Mocimboa da Praia has the nearest sizeable runway to the natural gas operations in the neighbouring district of Palma, and it is expected that the aerodrome will mainly be used to support the companies processing the natural gas.
In the reopening ceremony on 12 February, Transport Minister Carlos Mesquita said cargo planes will fly into Mocimboa da Praia, and he expected the aerodrome to generate various opportunities for local development. It would also be used to support tourism and fishing, and as a base for any emergency operations in the far north of the country.
The aerodrome was reopened after improvements to its two-kilometre long runway and its taxiways, and to the lighting, signalling and communications systems. The total cost of the improvements was 24 million meticais (US$393,000).

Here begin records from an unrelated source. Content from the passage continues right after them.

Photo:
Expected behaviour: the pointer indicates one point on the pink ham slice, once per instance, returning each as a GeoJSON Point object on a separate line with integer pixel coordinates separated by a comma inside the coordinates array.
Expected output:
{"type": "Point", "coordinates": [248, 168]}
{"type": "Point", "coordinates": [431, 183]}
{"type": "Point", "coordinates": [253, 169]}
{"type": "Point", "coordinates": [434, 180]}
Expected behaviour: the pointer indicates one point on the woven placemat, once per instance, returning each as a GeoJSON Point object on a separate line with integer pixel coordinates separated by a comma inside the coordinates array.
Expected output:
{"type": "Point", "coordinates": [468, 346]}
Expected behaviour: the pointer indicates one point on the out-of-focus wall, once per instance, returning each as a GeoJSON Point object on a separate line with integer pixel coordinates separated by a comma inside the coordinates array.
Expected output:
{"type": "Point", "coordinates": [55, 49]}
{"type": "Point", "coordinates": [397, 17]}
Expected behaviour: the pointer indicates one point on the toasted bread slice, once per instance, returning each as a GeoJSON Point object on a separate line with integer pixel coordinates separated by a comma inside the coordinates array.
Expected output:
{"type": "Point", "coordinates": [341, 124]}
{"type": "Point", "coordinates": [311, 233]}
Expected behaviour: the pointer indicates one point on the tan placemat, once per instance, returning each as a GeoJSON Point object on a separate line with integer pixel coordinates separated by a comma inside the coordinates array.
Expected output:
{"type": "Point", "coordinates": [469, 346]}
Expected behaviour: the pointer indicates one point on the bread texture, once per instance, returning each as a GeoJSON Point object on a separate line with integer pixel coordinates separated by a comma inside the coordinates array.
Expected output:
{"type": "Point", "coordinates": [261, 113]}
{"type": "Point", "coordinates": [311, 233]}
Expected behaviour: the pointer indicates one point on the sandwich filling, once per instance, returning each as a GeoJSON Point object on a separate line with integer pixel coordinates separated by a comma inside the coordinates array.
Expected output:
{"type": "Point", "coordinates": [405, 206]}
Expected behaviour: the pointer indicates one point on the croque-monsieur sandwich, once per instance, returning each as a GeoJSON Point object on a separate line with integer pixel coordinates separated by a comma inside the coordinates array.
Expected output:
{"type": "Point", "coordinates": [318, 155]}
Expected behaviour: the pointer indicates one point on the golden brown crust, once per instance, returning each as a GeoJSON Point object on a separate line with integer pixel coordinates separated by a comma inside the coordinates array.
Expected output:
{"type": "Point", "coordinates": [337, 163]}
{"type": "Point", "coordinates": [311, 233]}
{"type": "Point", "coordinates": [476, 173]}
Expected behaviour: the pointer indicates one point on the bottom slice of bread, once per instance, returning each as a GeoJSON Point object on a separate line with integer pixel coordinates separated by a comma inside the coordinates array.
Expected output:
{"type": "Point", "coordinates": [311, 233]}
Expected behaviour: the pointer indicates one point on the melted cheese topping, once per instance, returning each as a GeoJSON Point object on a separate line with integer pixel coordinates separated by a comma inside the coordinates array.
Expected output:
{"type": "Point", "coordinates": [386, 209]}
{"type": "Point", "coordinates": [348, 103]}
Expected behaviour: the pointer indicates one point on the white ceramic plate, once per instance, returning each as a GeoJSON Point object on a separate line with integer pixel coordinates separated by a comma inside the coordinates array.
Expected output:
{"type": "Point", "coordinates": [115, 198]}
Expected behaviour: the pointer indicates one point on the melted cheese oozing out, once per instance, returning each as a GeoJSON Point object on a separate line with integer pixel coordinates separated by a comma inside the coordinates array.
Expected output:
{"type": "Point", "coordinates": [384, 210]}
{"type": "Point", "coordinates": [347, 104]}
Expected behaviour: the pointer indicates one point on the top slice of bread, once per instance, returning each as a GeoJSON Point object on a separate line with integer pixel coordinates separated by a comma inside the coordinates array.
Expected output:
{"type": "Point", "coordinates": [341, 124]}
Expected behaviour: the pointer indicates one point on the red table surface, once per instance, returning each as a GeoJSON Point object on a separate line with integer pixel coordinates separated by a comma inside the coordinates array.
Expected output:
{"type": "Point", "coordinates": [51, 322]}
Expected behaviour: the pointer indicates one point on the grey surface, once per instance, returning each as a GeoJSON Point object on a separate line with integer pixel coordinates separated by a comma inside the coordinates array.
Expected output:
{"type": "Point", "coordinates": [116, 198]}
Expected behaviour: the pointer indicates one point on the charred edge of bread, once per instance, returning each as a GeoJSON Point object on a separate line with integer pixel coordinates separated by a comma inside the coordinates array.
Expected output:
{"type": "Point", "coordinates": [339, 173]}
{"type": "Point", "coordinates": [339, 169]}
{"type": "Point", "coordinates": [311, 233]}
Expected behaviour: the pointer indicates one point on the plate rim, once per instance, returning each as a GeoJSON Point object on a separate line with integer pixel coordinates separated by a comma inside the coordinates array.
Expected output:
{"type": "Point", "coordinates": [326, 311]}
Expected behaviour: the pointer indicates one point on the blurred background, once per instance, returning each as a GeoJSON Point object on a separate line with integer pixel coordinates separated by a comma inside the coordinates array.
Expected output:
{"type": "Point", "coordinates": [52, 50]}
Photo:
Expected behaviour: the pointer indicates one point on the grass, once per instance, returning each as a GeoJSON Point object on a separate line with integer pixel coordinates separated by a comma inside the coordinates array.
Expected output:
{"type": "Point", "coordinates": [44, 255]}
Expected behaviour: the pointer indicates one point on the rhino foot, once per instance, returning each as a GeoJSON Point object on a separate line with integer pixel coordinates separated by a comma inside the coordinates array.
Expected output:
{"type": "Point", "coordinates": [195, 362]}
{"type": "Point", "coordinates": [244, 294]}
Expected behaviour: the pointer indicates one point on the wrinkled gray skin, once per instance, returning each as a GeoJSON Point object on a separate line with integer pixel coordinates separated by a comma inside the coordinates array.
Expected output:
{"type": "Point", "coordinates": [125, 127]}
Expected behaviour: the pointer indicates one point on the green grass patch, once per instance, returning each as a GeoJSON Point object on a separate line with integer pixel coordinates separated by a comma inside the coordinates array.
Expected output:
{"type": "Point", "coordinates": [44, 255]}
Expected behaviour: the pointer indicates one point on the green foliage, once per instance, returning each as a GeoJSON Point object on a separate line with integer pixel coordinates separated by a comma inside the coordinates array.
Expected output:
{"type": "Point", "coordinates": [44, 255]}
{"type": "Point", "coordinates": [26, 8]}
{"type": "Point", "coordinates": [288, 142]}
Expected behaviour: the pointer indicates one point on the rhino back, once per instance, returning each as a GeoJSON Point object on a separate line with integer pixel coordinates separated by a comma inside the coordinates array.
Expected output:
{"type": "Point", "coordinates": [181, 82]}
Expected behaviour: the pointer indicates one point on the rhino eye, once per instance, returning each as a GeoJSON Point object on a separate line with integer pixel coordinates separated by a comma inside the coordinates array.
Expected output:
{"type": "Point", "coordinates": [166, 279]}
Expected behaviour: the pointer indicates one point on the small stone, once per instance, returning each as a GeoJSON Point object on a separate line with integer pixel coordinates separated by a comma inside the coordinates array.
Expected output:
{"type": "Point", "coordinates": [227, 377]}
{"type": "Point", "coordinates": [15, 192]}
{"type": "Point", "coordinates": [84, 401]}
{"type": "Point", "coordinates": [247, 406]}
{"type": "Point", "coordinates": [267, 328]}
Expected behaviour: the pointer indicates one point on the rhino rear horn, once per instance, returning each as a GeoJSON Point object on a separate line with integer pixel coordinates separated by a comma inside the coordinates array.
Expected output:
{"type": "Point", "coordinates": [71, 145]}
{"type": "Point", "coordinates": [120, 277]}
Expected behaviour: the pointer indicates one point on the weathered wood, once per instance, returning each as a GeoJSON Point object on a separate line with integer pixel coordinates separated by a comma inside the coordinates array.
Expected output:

Mesquita also denied that the government is to limit the number of airports open to international traffic. Last year, the idea was floated by airports company ADM that international air travellers should only be able to enter the country at three points – Maputo in the south, Beira in the centre, and Nacala in the north. This would have been a blow to the country’s tourism, and would also have seriously inconvenienced business travellers. Mesquita clearly stated, “the government is not going to reduce the number of entry points”.
The electricity companies of Mozambique and Lesotho, EDM and LEC, on 1 February signed an agreement in Maputo under which EDM is contracted to sell LEC between 10 and 30 megawatts of power between January and December.
This sale is expected to earn EDM US$7 million, and will pave the way for a further agreement covering a longer period.
According to EDM chairperson, Mateus Magala, “this is not just a transaction, but a development of the relationship between the two countries”.
Asked whether it makes sense for a country which is short of power, such as Mozambique, to be exporting electricity, Magala said the company “needs to invest in electricity infrastructure and that’s why we sell power”.
He said that the poor quality of electricity that causes frequent complaints from consumers is often due to the obsolete state of EDM’s equipment. To overcome this problem, new investment is crucial, which was the justification for selling power to other members of SADC (Southern African Development Community), such as Lesotho.
Tankiso Mots’oikha, the acting managing director of LEC, said the contract with EDM was of great importance for Lesotho. “You know that electric current is like blood which revives economic growth, and we are very pleased to receive this Mozambican blood”, he added.
The integrated train and bus passenger transport system for the Greater Maputo area, known as Metrobus, began operating on 6 February.
Metrobus is an initiative by the private company Fleetrail, which has imported second-hand rail cars from New Zealand. It depends on the cooperation between Fleetrail and the publicly owned ports and rail company, CFM, which is leasing use of its tracks to Metrobus.
Fleetrail currently has four railcars, each with four carriages, and a fleet of 100 buses of varying sizes. Each Metrobus train can carry 540 passengers, all seated. The trains will run all day, unlike the CFM trains, which only run at peak hours.
A Metrobus ticket will cover three components: a bus journey to the rail station in Maputo or the neighbouring city of Matola, the train journey between the two cities, and a second bus journey carrying passengers to their final destination.
According to Amade Camal, the general manager of Fleetrail, a day ticket on Metrobus will cost 25 meticais (about 40 US cents), and a monthly pass costing 750 meticais. This is much cheaper than the original plan of 3,500 meticais per month.
The initial capacity of the Metrobus system is 30,000 passengers a day. But this could rise to 50,000 a day as from June when the routes served by Metrobus will extend to Marracuene and Boane districts.